Still On The Trail Of The Saucer Spies...

The latest issue (number 2) of Stuart Miller's new magazine, Alien Worlds, goes on sale next week and includes an article from me that provides an update on my research into how and why government, military and intelligence agencies spy on the UFO research community - which was the subject of my 2006 book, On the Trail of the Saucer Spies.

In the article you'll learn a great deal about UFO-espionage on the part of British, Russian, American and Australian authorities - and, in some cases, for distinctly unusual reasons.

Indeed, as I am careful to point out in the article: "Time and time again, I found that the reasons why British, American and Australian Intelligence agencies (to name but three nations involved) were secretly spying on the UFO community actually had nothing whatsoever to do with UFOs, aliens, dead extraterrestrials held in cryogenic storage, or tales of Area 51 and Hangar 18.

"Rather the motivation was prompted by the fact that those same intelligence communities were acutely worried some UFO researchers were also tied with political extremists, the criminal underworld, and hostile, overseas intelligence agencies - such as those of the former Soviet Union and North Korea.

"They also feared that our UFO research was acting as a form of ingenious camouflage to mask the fact that we were, in reality, trying to uncover defence and intelligence secrets of a distinctly down-to-earth nature for those same aforementioned hostile overseas intelligence agencies."

Yes, as a ufologist, you are being watched; but for reasons that have very little to do with little green (or grey) men with big black eyes.


riggs3234 said...

I believe that a lot of what you say is possibly true. And the reasons for the survellance is partly for national security, and partly paranoia, which is not all bad if you are trying to protect the people from kooks and spooks. I myself have nothing to hide so I don't really care if someone, even the dreaded CIA reads my e-mail or taps my phone. I am also sure that some have a different agenda.

Nick Redfern said...

I do understand what you say, and I appreciate your comments. However, I think that everyone who is innocent of any wrong-doings *should* care if the intelligence community is watching them.
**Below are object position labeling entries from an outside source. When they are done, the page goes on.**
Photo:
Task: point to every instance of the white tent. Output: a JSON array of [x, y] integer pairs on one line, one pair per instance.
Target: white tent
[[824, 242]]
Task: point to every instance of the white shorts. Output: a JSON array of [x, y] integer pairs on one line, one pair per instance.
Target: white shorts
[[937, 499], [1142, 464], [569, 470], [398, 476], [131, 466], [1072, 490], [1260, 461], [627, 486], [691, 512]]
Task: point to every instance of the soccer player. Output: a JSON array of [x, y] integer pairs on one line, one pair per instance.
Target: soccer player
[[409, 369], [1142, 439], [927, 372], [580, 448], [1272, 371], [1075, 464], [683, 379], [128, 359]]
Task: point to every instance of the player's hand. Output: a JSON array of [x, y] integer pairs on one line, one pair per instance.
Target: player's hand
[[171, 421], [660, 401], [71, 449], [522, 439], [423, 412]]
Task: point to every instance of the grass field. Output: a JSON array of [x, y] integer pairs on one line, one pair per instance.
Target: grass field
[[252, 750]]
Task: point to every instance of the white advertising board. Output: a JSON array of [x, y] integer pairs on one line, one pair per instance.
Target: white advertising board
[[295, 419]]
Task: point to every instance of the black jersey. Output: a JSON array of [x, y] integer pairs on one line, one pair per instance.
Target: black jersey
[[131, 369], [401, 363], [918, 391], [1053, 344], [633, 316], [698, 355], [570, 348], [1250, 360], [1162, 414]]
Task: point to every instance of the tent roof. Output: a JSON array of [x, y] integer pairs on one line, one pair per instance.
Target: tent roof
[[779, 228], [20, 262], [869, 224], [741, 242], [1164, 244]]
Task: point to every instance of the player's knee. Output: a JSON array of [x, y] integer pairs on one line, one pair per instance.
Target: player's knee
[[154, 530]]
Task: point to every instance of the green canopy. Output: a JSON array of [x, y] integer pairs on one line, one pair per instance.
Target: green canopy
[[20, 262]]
My own personal view is this: if you, me or anyone is being watched and we've done absolutely nothing wrong at all, we *should* be completely outraged that we are being watched, because our privacy and freedom is being undermined.

I actually once heard someone say they wouldn't mind if they and their family had tracking devices implanted in them - because they haven't done anything wrong, and don't plan on doing anything wrong.

But my view is - why should people who are decent members of society be subjected to tracking devices, microchips, email and phone surveillance?

The answer is: they shouldn't. But they should be angry if governments try to implement such schemes.

For example, one of the reasons for the "War on Terror" was to preserve our freedoms and our way of life.

But if that includes being monitored 24-hours a day, having your phone and email monitored by the government etc, then the old way of life *has*, by definition, been changed, and as for freedom: well, it's hardly freedom if some phones their sister or aunt to wish them a happy birthday and the government is listening to every word.

I think in an uncertain world of the type we live in, of course we need security and we need to be vigilant.

But we also need to exercise common-sense, and realize that the 85 year old lady next door does not need to be treated the same way as does someone who is suspected of being involved in terrorist activity.

When we allow governments to have total surveillance of us because we've done nothing wrong, then for me, we've lost our freedom.